Près de 60 000 réfugiés du Burundi vivent dans le camp de Mahama au Rwanda. UNICEF Suisse et Liechtenstein s’est déplacé sur place en été 2019 et s’est entretenu avec deux jeunes.

Mahama Camp est un camp de réfugiés qui se trouve au Sud-Est du Rwanda. C’est là que vivent près de 60 000 personnes venues du Burundi. La plupart de ces personnes ont quitté leur pays, le Burundi, il y a quatre ans, parce qu’elles craignaient pour leur vie en raison des actes de violence entraînés par la réélection du président en fonction Pierre Nkurunziza, contestée du point de vue constitutionnel. On ignore pour l’heure si et quand les réfugiés pourront retourner dans leur pays. De nouvelles élections sont prévues en 2020 au Burundi; et le même président se porte candidat pour un nouveau mandat. Au Rwanda, l’UNICEF se prépare déjà à faire face à une nouvelle vague de réfugiés.
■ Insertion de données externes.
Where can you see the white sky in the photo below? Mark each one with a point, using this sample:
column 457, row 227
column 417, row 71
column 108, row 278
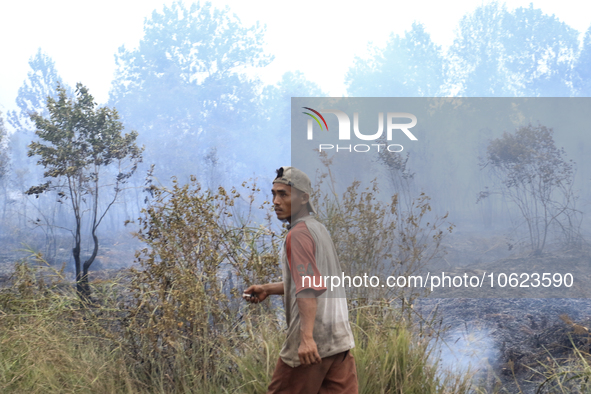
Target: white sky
column 319, row 38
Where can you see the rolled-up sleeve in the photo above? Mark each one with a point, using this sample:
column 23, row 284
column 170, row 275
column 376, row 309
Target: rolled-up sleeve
column 301, row 254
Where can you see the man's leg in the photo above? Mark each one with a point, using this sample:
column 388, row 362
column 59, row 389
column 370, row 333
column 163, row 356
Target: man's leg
column 299, row 380
column 341, row 378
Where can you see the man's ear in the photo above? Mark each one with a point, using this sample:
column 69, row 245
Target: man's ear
column 306, row 197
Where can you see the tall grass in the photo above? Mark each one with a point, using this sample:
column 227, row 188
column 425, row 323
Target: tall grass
column 173, row 325
column 51, row 343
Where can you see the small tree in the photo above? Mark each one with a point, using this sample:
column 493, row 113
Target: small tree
column 78, row 144
column 537, row 177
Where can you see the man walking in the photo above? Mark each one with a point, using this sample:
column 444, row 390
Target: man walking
column 315, row 357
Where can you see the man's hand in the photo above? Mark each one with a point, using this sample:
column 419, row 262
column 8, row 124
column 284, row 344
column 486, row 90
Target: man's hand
column 257, row 294
column 308, row 352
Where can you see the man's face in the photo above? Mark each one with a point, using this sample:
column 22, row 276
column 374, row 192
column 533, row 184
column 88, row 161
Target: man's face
column 288, row 202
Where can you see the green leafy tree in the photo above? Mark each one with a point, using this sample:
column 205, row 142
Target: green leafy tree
column 582, row 80
column 409, row 66
column 536, row 176
column 78, row 145
column 186, row 86
column 501, row 53
column 41, row 82
column 276, row 111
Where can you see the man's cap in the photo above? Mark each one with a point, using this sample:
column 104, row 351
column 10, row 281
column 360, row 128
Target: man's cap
column 296, row 178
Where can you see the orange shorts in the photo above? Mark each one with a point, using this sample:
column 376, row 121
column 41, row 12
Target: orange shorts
column 336, row 374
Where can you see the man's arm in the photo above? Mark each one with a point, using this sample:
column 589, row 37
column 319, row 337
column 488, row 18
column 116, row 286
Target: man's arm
column 308, row 351
column 260, row 292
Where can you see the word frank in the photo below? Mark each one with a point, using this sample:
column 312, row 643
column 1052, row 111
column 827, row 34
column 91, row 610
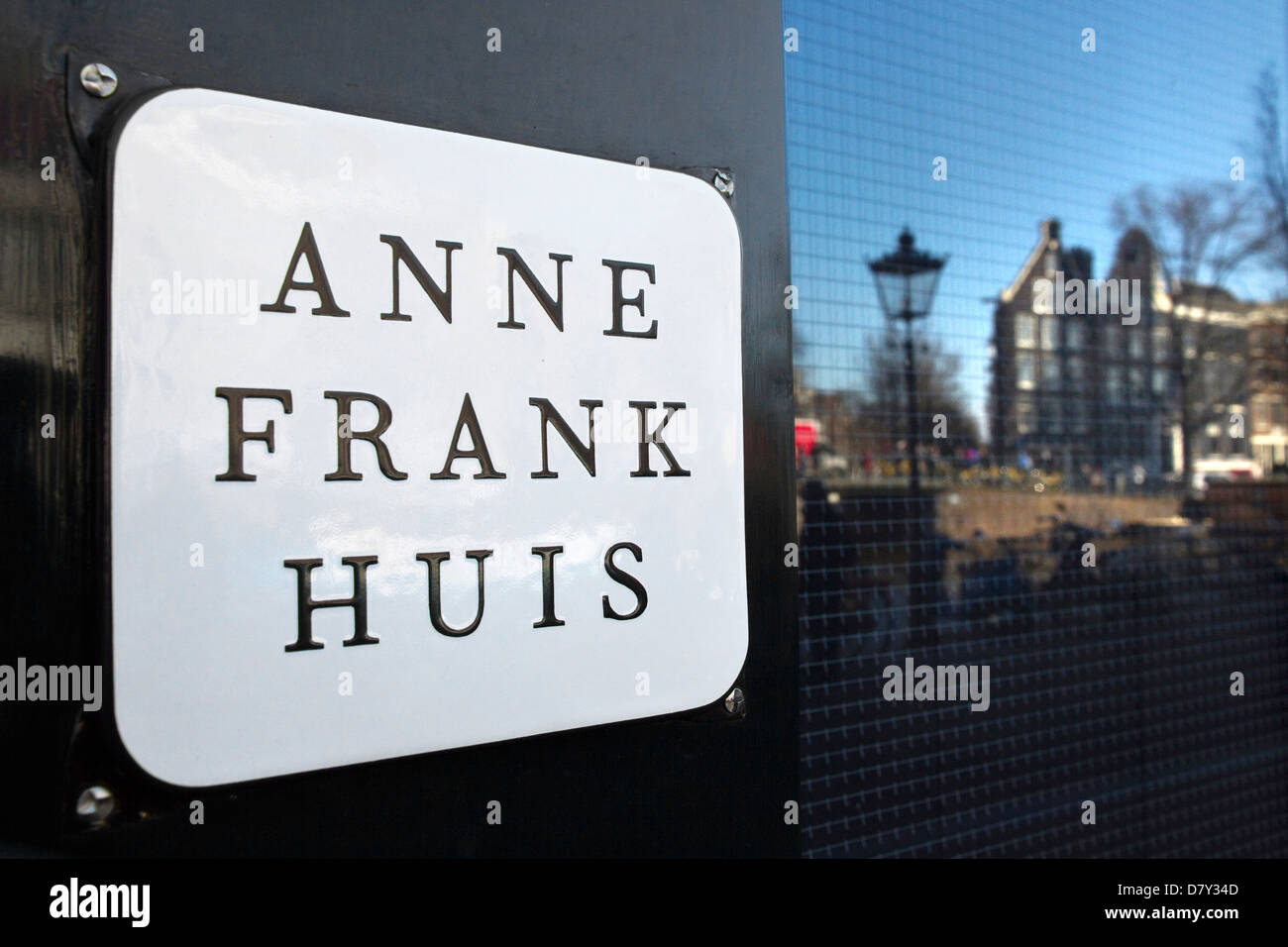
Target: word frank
column 467, row 421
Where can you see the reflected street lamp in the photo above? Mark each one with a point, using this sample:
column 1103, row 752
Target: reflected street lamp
column 907, row 279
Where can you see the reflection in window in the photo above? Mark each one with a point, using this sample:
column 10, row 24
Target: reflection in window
column 1024, row 369
column 1051, row 331
column 1024, row 329
column 1073, row 334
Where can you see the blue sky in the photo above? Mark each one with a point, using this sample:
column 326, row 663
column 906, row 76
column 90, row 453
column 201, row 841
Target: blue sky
column 1030, row 125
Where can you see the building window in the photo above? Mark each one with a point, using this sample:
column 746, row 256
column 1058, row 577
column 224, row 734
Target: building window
column 1025, row 369
column 1051, row 333
column 1115, row 382
column 1077, row 412
column 1162, row 346
column 1051, row 420
column 1022, row 416
column 1073, row 334
column 1024, row 331
column 1112, row 339
column 1136, row 343
column 1136, row 381
column 1051, row 371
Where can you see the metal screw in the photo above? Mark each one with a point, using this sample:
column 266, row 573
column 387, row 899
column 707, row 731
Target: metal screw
column 98, row 80
column 722, row 183
column 735, row 702
column 95, row 804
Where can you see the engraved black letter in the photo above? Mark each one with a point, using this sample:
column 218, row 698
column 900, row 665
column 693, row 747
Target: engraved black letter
column 344, row 442
column 436, row 591
column 478, row 451
column 307, row 247
column 674, row 470
column 236, row 436
column 584, row 453
column 548, row 585
column 553, row 307
column 636, row 300
column 304, row 595
column 442, row 299
column 627, row 579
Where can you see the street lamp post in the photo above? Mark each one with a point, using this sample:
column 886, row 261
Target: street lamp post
column 907, row 279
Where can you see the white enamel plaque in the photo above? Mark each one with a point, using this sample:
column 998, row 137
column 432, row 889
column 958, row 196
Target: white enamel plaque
column 340, row 351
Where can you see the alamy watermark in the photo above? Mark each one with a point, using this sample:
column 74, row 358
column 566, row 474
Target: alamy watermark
column 1077, row 296
column 180, row 296
column 75, row 684
column 936, row 684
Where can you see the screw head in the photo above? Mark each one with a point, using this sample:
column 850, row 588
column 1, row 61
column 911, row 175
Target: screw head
column 95, row 804
column 735, row 702
column 98, row 80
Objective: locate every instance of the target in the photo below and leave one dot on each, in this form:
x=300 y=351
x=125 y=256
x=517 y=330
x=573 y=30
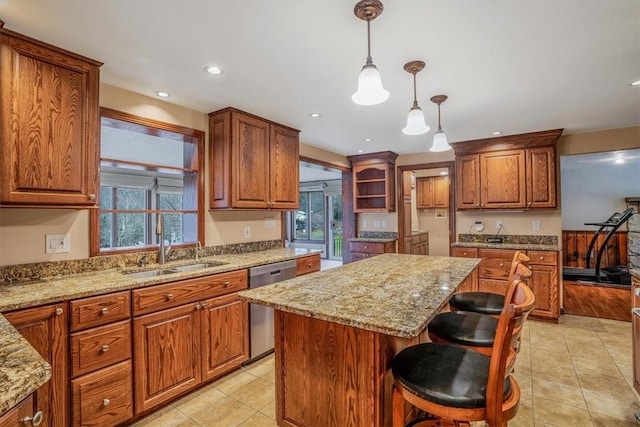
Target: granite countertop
x=22 y=370
x=372 y=239
x=394 y=294
x=516 y=246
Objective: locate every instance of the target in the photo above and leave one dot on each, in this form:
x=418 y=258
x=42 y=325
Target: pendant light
x=370 y=90
x=440 y=142
x=415 y=119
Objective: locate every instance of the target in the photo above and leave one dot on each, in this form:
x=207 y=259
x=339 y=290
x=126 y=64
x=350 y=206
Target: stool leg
x=398 y=408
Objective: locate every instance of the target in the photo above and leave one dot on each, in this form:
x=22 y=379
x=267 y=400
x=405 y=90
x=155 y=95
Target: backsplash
x=378 y=235
x=36 y=271
x=518 y=239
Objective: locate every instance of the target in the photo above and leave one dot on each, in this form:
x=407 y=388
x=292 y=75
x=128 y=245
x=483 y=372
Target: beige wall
x=22 y=231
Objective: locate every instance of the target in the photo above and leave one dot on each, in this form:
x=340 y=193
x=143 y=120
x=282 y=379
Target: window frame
x=152 y=127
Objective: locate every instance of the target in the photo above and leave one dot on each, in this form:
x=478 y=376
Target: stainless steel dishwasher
x=261 y=317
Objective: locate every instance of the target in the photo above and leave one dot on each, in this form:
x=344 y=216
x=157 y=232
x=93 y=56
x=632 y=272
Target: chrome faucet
x=163 y=253
x=198 y=249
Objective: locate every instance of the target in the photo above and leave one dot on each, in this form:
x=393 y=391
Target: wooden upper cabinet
x=511 y=172
x=254 y=163
x=468 y=181
x=49 y=124
x=502 y=180
x=374 y=182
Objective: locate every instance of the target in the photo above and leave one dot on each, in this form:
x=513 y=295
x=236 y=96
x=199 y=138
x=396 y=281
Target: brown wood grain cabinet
x=45 y=328
x=374 y=182
x=50 y=124
x=254 y=162
x=177 y=348
x=432 y=192
x=512 y=172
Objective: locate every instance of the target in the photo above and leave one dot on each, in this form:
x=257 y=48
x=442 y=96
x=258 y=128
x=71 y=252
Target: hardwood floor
x=604 y=302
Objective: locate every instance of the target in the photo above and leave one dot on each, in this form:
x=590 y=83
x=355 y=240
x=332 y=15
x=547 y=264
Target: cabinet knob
x=36 y=420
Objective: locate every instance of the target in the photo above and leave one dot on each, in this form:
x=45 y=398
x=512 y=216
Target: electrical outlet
x=57 y=243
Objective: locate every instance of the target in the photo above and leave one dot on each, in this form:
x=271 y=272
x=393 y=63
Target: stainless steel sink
x=151 y=273
x=199 y=266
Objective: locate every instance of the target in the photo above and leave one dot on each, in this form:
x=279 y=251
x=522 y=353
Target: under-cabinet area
x=120 y=355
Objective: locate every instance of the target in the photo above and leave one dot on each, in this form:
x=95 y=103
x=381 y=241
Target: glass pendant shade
x=370 y=90
x=440 y=142
x=415 y=122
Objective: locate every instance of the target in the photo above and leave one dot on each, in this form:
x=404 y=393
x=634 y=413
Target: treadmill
x=612 y=275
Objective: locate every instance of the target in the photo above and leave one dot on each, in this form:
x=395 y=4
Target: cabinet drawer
x=367 y=247
x=465 y=252
x=492 y=286
x=159 y=297
x=307 y=265
x=100 y=347
x=104 y=397
x=543 y=257
x=100 y=310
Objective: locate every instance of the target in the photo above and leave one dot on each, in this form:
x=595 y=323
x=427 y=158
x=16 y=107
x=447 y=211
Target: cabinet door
x=440 y=192
x=50 y=130
x=541 y=177
x=166 y=350
x=225 y=335
x=502 y=180
x=284 y=168
x=45 y=328
x=424 y=193
x=250 y=154
x=544 y=284
x=468 y=182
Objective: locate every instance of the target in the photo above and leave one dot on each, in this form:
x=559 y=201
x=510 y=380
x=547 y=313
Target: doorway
x=415 y=215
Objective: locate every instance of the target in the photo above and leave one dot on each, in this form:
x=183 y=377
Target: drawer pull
x=36 y=420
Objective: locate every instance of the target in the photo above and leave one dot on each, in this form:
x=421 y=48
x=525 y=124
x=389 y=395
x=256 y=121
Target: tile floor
x=575 y=373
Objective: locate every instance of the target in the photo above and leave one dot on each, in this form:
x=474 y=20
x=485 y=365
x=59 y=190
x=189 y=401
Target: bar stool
x=475 y=331
x=486 y=302
x=454 y=383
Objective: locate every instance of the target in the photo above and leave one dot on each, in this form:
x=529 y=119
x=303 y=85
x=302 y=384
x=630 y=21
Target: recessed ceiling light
x=212 y=69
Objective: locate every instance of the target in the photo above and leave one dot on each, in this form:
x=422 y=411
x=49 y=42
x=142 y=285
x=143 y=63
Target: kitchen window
x=147 y=169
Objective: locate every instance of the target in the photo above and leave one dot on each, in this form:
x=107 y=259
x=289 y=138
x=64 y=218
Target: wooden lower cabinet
x=178 y=348
x=45 y=328
x=104 y=397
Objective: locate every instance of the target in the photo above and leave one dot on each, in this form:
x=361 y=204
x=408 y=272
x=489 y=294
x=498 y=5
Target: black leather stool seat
x=445 y=374
x=464 y=328
x=478 y=302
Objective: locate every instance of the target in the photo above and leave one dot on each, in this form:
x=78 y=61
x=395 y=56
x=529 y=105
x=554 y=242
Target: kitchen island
x=337 y=331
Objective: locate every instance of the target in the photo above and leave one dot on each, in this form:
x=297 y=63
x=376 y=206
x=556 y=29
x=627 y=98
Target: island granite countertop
x=23 y=370
x=394 y=294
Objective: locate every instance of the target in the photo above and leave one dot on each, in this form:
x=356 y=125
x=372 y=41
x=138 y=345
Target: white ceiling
x=512 y=66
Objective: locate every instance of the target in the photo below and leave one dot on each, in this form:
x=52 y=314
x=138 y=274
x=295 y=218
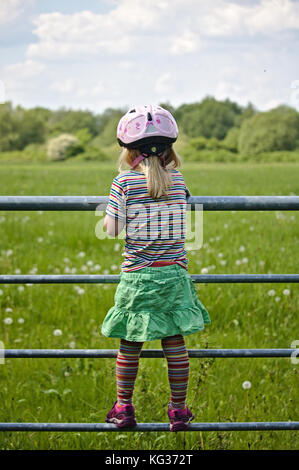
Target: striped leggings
x=178 y=369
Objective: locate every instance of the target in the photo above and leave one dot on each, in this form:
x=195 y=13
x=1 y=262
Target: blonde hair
x=158 y=178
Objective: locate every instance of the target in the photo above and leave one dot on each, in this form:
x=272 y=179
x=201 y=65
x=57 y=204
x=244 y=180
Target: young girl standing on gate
x=156 y=298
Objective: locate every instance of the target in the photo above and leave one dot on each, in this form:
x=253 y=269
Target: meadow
x=69 y=316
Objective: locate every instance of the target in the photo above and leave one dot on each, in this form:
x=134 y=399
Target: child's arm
x=115 y=218
x=113 y=226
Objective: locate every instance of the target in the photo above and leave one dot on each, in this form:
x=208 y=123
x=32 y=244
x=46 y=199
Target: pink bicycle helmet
x=151 y=129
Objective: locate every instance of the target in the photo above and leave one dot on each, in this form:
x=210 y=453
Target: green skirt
x=153 y=303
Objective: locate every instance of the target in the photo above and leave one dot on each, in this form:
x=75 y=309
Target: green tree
x=70 y=121
x=277 y=129
x=210 y=118
x=8 y=131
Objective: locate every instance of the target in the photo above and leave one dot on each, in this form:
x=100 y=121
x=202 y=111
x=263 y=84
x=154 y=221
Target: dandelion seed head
x=246 y=385
x=57 y=332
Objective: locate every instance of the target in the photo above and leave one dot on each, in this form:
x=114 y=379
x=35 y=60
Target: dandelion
x=246 y=385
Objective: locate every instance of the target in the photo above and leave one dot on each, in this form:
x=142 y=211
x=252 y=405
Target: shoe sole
x=179 y=427
x=122 y=423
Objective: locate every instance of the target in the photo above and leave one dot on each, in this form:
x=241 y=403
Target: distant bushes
x=63 y=147
x=273 y=130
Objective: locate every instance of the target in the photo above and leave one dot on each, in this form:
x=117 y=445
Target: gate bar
x=114 y=278
x=145 y=427
x=147 y=353
x=91 y=203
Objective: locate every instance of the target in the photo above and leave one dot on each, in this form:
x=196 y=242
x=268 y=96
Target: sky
x=99 y=54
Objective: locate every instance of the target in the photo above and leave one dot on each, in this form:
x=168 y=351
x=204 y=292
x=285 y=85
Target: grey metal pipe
x=91 y=203
x=114 y=278
x=146 y=427
x=146 y=353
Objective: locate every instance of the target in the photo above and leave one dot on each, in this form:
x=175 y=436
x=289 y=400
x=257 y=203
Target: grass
x=243 y=315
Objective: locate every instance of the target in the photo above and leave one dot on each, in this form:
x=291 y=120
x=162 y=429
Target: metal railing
x=91 y=203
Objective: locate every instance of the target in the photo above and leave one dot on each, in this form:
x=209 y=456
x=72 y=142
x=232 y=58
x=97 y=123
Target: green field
x=243 y=315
Il y a deux ans, le camp de réfugiés se composait encore de milliers de tentes. Aujourd’hui, les habitants ont à disposition des maisons alignées l’une à côté de l’autre faites de briques et d’argile. Il n’est pas rare que six personnes ou plus se partagent le même espace. Mahama est aujourd’hui une ville qui compte le même nombre d’habitants que l’ensemble du district. Et pourtant, le camp se distingue d’une ville africaine normale: tous ceux qui entrent et sortent doivent franchir une barrière étroitement surveillée. Par ailleurs, on cherchera en vain des artisans. Il n’y a pas de marchands de tissus qui proposent leur marchandise, il n’y a personne pour vendre des fruits, des légumes racines ou des poules en bordure de la rue. Et on n’entend nulle part un bruit de marteaux ou de scies dans un garage. Mahama est une petite ville qui n’offre ni travail ni perspectives à ses habitants. Sans les 35 000 enfants qui s’ébattent dans les rues et sur les places de jeu, Mahama serait un endroit silencieux.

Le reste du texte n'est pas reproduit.